When he was 14 he was an apprentice at Thyssen, and he also joined the Hitler Youth which, as he was later to explain: “The reason why everybody joined it, particularly me, was because I was interested in gliding and there was no better opportunity than to learn to glide with the Hitler Youth... gliding and building models of gliders.”
At 17, he was called up and chose to join the Luftwaffe, and in 1943 was posted to the 1st Paratroop Division Pioneers, 4th Regiment.
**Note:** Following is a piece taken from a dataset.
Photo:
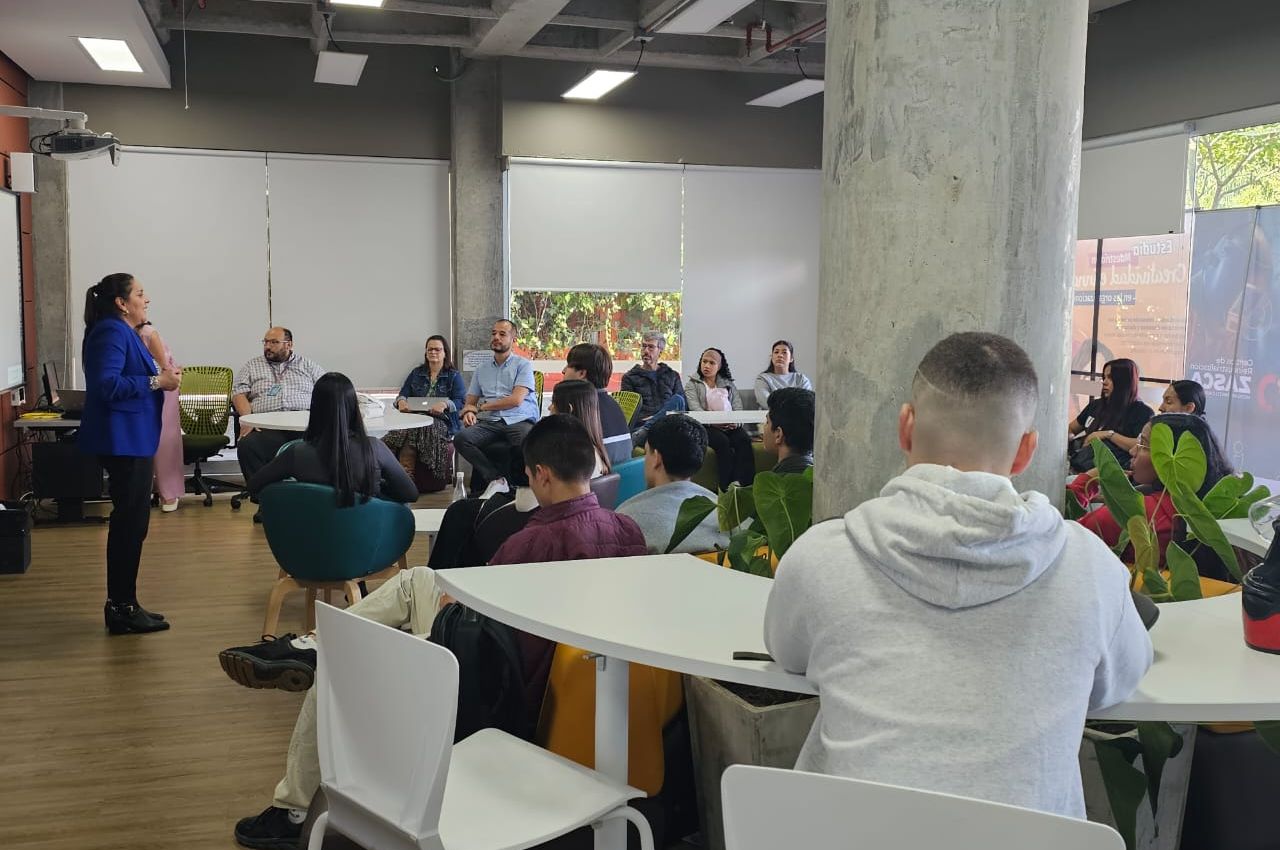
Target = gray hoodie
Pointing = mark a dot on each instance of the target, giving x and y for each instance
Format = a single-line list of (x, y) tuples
[(958, 633)]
He said he chose to serve as a paratrooper because they were better fed.
He was wounded and captured by the Allies at the Battle of Monte Cassino in 1944, and spent the next four years in prisoner of war camps in Europe, the United States of America and finally at RAF Lindholme, Doncaster.
It was there that he began his jazz playing career. Musicians were desperately needed for the social club and as he could play an instrument he was given the club’s. From then on he rarely put it down.
He also met his future wife, Sally, there who was working in the Naafi and if it had not been for her he would have returned to Germany at the end of the hostilities. Instead, they married in Dewsbury in 1950 and he settled in West Yorkshire, spending the last seven years of his life living with his daughter, her husband, and his granddaughter in Mirfield.
He was quickly accepted by his wife’s family, most of her sisters being married to servicemen including one who had also fought at Monte Cassino but for the Allies, and went on to be best man at Mr Frettlohr’s wedding.
“Men who have been in the forces have a different understanding than what an ordinary person has,” he later said when explaining how he had been accepted by the family.
After the war he worked in civil engineering, driving heavy machinery during the day while continuing his jazz career in the evenings. He was made redundant at 63, but continued with his music until retiring from playing four years ago.
Mr Frettlohr, a gregarious man who could bring life to any room that he entered, became a naturalised British citizen in 1968.
He was a keen supporter of the Air Training Corps and a committee member of 868 (Mirfield) Squadron for about 20 years. He was widely known as a war veteran and was interviewed for many television documentaries and books, and was well known and respected in the community.
He also contributed to the British War Museum Archives and the Second World War Experience Centre, a vast archive based near Wetherby.
Mr Frettlohr is survived by his daughter Sue, her husband Peter, and granddaughter Felicia. His wife predeceased him in 1998.